Officer: A member of the Order in grade IV. (OStJ)
Order of Chivalry: A body devoted to the ideals of chivalry and headed or recognized by a sovereign (or formerly sovereign) power. Many orders of chivalry are honorific. Others, including the Orders of St John, are "serving orders" whose members are obligated to continuing efforts to fulfill their order's mission.
Order of Malta: The Sovereign Military Hospitaller Order of St John of Jerusalem, of Rhodes, and of Malta (SMOM) is the Roman Catholic inheritor of the Knights Hospitaller. It is a sovereign state in international law and conducts charitable work throughout the world, sometimes in conjunction with The Most Venerable Order and the other Alliance Orders of St John.
Order of St John: The short name either for the historic Knights Hospitaller or, more commonly, the Most Venerable Order of the Hospital of St John of Jerusalem.
Post-nominal letters: Letters following the name that indicate (among other things) an honor from the Queen. For a member of Commander grade this would appear as “John Smith, CStJ”. Unlike members of the state orders of chivalry, members of the Order of St John use their post-nominal letters only in the context of their work with the Order.

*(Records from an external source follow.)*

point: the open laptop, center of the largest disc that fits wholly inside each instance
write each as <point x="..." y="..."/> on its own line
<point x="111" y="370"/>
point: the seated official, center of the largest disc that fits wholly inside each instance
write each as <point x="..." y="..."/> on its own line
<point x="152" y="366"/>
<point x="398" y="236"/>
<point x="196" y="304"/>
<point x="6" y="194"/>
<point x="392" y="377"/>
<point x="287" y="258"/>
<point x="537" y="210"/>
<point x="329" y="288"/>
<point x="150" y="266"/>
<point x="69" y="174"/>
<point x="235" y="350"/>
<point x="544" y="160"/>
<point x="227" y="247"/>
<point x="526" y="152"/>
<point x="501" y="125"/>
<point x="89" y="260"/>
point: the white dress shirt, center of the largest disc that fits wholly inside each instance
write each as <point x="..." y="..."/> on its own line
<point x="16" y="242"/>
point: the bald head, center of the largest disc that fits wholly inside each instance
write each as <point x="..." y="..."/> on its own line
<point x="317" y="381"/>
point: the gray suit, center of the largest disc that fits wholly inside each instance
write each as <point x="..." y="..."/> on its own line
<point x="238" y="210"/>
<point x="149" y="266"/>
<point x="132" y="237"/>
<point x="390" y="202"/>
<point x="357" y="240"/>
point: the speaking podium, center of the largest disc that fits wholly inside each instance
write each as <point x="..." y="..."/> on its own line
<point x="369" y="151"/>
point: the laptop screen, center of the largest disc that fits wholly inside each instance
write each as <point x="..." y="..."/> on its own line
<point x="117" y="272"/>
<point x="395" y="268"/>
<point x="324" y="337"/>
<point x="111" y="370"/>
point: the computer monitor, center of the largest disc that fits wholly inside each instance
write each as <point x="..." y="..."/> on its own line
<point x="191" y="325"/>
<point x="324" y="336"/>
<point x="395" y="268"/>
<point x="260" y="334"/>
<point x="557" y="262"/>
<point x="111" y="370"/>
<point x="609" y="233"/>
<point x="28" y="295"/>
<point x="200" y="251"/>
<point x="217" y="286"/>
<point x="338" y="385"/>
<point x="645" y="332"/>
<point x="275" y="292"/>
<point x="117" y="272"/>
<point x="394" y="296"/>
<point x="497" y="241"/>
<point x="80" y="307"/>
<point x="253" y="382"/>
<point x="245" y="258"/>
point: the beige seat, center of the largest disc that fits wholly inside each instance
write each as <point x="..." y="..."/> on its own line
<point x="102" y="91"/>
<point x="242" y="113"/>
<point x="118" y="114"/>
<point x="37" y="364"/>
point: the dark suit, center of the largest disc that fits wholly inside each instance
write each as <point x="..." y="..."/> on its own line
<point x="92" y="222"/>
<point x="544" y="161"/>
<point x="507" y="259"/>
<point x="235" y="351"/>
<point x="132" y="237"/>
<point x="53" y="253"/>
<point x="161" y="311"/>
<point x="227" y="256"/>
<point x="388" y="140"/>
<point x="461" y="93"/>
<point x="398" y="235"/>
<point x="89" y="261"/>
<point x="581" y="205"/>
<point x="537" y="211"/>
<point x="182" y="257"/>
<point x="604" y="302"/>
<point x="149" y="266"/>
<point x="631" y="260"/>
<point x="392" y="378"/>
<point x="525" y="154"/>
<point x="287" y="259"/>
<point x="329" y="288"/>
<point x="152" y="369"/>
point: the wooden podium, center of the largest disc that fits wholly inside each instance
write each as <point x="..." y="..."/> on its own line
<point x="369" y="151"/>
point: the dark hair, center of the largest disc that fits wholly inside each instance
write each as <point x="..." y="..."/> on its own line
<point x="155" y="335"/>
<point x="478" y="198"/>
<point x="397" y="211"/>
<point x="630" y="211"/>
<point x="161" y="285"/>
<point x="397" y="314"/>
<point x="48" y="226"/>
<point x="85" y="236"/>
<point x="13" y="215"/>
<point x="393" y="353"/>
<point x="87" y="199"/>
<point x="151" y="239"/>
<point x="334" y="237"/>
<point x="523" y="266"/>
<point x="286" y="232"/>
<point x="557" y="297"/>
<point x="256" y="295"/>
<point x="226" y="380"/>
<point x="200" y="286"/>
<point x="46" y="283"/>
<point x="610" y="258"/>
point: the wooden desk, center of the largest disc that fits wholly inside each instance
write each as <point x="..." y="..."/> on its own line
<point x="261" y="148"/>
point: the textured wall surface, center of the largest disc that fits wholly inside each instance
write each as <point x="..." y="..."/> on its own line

Prelate: The chief ecclesiastical official of the Order and one of its Great Officers. The Prelate is always a bishop of the Church of England. A sub-prelate is the chief ecclesiastical official of each priory, and may be an Anglican bishop or someone with “other eminent status in the Christian Church.” In Scotland the sub-prelate is always a minister of the established Church of Scotland (Presbyterian). In the United States the sub-prelate has traditionally been a bishop of the Episcopal Church.
Prior: The head of one of the eight major constituent parts of the Order of St John.
Priory: One of the eight major constituent parts of the Order of St John. There are Priories in Canada, Australia, Scotland, Wales, New Zealand, South Africa, The United States, and England and the Islands.
St John Association: A St John body in a country or territory which cannot support a full-fledged priory. There are St John Associations across the world in places ranging from Antigua to Zimbabwe.
St John's Gate, Clerkenwell: St John’s Gate is a popular London tourist destination that includes the
historic gatehouse of the medieval headquarters of the Priory of England. The Gate was sold off after the dissolution of the monasteries by Henry VIII and was reacquired by the Order of St John in the nineteenth century. This location includes the newly renovated Order of St John Museum, re-opened in fall of 2010 as well as ceremonial rooms, a library and administrative offices. See the museum’s web site at [www.museumstjohn.org.uk].
Supporters: Beasts or human figures that hold the coats of arms of very distinguished people and institutions. The supporters of the British Royal Arms, the Lion of England and the Unicorn of Scotland, form part of the badge of the Most Venerable Order of St John.